Cover this month at Canada's History is Prince Rupert of the Rhine, "Canada's Warrior Prince." I confess he still kinda strikes me as some Eurotrash princeling whose appointment as titular head of the new Hudson's Bay Company was probably just a patronage thing. But Carolyn Harris makes the best of Prince Rupert's grim history, and maybe you are more into royals than I am. Read it and judge for yourself.

There's also Cec Jennings' piece on how (some) women had the vote in early Canada, were deprived of it, and got it back a century ago. Bill Moreau has a story I'd never heard before: the regular locust inundations that were part of Prairie history more or less forever until they suddenly... stopped.  And have never returned because...?

James Careless looks at hauntings.There's an interview (listen from here) with Jean Barman, whose John A. Macdonald Prize from the Canadian Historical Association for French Canadians, Furs, and Indigenous Women in the Making of the Pacific Northwest we somehow failed to include in our prize watch features.
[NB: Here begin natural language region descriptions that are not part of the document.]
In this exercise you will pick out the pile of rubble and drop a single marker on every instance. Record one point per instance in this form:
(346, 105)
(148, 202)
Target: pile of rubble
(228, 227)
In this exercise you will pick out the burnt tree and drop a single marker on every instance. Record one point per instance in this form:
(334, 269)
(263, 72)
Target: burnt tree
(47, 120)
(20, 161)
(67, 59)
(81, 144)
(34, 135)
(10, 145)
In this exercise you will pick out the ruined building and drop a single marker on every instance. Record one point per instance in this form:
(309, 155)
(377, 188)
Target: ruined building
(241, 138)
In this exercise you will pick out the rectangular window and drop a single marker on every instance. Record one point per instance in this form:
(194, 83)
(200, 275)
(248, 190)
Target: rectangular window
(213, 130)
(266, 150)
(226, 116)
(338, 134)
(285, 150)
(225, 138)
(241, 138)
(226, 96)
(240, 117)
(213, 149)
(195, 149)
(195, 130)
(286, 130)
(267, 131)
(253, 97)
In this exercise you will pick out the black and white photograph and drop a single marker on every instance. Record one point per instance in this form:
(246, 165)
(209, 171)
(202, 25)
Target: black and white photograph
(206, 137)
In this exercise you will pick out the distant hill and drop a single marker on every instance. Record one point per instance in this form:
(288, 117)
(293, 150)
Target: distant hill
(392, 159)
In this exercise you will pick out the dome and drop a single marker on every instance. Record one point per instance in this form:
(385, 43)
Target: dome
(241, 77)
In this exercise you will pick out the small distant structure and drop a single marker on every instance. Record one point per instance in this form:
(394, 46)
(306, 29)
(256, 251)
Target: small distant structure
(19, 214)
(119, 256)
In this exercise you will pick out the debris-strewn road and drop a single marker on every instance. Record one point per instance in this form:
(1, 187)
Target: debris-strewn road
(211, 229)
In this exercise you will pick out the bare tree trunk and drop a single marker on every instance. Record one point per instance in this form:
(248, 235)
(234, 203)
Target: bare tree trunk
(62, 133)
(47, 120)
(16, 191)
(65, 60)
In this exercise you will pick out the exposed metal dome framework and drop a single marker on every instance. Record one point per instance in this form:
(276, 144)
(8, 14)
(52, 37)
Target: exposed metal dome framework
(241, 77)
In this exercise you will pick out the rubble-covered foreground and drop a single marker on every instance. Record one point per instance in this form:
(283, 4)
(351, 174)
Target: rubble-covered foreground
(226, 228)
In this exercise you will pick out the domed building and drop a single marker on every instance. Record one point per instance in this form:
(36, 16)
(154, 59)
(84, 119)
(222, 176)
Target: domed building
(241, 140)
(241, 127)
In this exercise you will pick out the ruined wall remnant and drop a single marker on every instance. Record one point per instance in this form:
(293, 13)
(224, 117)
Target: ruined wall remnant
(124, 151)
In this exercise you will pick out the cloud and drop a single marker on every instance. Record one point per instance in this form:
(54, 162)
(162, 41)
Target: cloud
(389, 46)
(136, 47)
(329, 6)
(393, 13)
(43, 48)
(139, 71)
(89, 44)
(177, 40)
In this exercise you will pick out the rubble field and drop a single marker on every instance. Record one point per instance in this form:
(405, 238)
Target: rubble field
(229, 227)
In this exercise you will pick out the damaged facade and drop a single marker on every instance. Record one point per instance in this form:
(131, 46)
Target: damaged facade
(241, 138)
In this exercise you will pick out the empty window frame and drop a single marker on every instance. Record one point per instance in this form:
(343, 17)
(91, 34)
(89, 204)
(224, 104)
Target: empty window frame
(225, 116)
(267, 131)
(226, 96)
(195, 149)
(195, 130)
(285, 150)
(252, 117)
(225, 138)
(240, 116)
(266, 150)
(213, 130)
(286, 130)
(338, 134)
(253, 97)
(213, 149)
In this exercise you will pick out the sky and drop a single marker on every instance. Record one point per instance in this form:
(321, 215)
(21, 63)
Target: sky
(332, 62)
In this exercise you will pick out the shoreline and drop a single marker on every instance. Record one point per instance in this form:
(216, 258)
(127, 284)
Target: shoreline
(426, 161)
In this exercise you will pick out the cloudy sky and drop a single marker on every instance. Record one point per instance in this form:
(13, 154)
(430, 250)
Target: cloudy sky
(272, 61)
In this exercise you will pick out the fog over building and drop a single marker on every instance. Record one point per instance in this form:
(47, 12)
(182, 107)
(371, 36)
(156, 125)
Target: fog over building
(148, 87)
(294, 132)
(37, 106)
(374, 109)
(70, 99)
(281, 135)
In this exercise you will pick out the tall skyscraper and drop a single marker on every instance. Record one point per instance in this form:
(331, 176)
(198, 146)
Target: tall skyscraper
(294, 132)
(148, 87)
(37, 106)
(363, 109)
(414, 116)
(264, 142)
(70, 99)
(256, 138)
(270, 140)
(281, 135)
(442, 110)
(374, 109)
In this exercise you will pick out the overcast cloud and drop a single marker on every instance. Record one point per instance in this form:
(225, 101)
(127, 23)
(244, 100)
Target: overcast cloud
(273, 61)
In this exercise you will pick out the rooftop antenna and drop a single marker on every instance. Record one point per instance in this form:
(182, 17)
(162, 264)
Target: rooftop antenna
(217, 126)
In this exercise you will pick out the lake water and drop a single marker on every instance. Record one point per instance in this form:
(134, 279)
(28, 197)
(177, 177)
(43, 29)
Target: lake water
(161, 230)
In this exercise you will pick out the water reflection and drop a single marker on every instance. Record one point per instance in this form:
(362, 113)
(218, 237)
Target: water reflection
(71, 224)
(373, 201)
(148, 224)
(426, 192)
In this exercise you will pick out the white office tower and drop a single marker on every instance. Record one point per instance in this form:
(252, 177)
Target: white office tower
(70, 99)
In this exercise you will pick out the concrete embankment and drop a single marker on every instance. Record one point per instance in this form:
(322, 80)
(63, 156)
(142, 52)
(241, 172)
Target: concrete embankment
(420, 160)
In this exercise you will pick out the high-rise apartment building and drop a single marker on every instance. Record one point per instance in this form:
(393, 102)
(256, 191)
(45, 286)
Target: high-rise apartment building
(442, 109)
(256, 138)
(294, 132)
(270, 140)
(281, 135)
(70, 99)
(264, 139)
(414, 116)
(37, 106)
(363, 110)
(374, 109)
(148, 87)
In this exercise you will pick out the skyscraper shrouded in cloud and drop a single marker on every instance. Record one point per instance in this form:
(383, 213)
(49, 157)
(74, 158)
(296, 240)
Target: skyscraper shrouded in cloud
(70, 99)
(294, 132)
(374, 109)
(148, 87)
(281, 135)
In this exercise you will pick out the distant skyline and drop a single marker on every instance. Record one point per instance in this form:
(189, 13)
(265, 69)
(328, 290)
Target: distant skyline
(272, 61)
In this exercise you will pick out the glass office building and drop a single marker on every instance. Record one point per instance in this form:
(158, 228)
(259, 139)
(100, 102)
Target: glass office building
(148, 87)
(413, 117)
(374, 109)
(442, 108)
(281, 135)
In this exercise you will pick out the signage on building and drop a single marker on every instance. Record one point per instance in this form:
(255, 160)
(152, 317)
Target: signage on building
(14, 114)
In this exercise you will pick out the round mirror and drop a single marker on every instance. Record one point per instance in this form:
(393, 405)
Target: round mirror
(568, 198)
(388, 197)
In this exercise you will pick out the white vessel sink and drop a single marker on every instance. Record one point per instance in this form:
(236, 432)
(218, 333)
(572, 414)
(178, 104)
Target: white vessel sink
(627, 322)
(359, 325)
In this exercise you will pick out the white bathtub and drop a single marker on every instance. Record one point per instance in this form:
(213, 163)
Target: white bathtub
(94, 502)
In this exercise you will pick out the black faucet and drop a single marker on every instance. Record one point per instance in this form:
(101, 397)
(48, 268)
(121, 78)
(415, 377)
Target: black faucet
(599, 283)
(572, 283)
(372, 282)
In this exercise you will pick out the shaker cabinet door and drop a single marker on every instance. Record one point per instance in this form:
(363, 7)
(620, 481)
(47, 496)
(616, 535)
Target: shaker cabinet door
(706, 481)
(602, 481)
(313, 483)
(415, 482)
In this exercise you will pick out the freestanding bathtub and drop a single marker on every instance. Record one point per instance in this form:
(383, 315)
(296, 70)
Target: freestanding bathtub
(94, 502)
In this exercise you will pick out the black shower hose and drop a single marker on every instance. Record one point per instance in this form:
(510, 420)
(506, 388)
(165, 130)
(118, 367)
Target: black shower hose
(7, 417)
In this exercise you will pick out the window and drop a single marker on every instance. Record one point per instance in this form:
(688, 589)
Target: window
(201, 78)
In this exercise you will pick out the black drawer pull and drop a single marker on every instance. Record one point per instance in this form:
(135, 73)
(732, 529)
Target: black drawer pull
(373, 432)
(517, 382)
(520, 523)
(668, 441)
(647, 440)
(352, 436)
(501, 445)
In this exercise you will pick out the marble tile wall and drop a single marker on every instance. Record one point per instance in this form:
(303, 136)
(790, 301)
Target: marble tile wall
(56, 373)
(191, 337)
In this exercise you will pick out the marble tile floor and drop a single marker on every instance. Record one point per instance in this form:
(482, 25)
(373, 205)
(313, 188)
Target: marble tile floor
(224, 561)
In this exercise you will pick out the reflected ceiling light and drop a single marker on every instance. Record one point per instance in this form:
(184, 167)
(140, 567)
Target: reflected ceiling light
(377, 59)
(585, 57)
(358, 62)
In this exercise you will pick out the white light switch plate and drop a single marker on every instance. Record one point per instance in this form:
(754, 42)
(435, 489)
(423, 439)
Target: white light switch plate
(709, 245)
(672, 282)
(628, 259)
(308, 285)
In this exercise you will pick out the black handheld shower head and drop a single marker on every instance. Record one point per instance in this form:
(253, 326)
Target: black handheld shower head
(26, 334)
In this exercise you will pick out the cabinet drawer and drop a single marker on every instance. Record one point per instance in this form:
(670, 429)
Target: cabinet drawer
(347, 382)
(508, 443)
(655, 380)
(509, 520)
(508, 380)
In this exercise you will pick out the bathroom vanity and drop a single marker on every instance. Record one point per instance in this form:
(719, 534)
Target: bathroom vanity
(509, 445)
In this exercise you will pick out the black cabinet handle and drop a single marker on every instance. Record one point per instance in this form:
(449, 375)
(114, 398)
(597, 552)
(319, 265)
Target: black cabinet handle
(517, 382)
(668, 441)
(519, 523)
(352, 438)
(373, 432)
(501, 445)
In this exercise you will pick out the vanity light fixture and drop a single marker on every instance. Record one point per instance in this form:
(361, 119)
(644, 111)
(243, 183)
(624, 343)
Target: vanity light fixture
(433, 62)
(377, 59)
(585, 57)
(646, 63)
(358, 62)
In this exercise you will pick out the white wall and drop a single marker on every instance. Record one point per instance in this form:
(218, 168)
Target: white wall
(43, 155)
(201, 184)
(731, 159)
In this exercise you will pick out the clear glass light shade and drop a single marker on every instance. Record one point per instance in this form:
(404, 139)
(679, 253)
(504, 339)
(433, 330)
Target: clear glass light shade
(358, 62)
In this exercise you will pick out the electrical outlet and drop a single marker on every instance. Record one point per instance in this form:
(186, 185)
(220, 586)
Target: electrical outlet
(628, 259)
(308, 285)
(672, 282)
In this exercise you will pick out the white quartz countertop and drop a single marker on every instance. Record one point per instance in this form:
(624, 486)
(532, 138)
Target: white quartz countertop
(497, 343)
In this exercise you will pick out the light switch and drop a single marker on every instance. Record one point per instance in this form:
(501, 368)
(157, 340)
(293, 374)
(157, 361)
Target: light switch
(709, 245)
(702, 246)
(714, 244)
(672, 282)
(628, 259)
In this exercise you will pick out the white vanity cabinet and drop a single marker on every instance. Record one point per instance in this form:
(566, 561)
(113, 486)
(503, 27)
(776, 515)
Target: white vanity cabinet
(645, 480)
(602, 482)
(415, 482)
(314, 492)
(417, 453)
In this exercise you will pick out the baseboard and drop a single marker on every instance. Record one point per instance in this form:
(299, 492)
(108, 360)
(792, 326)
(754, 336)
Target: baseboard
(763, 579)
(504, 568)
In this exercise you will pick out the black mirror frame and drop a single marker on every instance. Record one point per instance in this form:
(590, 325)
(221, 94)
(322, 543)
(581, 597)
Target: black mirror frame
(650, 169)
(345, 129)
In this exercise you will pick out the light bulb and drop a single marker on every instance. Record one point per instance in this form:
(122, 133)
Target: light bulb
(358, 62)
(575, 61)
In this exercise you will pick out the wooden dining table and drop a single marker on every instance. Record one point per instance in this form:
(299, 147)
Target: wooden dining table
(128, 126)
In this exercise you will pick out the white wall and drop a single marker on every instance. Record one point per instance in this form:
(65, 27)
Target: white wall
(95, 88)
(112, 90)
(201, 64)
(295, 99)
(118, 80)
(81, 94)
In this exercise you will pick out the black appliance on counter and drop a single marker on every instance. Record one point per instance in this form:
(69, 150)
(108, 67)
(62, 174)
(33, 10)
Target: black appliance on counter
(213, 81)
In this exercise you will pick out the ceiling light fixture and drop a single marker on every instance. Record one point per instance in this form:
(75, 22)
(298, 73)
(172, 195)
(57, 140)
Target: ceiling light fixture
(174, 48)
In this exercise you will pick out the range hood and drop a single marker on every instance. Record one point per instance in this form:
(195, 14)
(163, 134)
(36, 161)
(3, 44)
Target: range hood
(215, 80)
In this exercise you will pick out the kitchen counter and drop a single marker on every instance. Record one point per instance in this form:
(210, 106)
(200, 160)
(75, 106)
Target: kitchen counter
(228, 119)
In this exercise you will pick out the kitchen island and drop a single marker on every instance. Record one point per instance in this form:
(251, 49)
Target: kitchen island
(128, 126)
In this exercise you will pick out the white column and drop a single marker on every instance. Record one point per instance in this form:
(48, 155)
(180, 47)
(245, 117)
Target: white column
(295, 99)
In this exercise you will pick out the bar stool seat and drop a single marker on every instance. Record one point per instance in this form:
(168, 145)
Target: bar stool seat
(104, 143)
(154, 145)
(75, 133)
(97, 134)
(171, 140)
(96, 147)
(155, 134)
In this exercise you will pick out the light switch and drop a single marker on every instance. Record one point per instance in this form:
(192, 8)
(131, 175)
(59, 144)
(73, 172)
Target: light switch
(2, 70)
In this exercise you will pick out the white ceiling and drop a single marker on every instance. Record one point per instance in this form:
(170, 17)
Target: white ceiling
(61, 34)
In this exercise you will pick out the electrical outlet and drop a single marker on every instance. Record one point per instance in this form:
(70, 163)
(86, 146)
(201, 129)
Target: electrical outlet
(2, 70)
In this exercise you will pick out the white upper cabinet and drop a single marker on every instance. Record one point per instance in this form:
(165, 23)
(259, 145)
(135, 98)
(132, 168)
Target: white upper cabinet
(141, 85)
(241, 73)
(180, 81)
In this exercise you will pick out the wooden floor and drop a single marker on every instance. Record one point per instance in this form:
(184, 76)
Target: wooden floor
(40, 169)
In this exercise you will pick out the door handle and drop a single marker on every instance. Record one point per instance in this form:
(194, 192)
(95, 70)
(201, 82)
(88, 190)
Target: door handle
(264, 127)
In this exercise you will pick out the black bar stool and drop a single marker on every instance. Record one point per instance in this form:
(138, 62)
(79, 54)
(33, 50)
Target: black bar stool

Plus Campobello Island, Nova Scotia lighthouses preserved, flour sack couture, and as they say: much more.

My column this month is about Truth and Reconciliation, inspired mostly by a reading of Edmund Metatawabin's residential schools memoir Up Ghost River. And hey, they have included an excerpt from my Three Weeks in Quebec City about how the confederation makers at Quebec carefully designed the Senate not to challenge the authority of the representative House of Commons.

And a letter noting that my Magna Carta piece from the previous issue failed to note Magna Carta's two visits to Hamilton, Ont, in 1984 and 1990. Quite right, and mea culpa --and the 1990 tour included Calgary as well.  Magna Carta, by the way, is just starting its Toronto run at Fort York Visitor Centre, before moving on to Edmonton.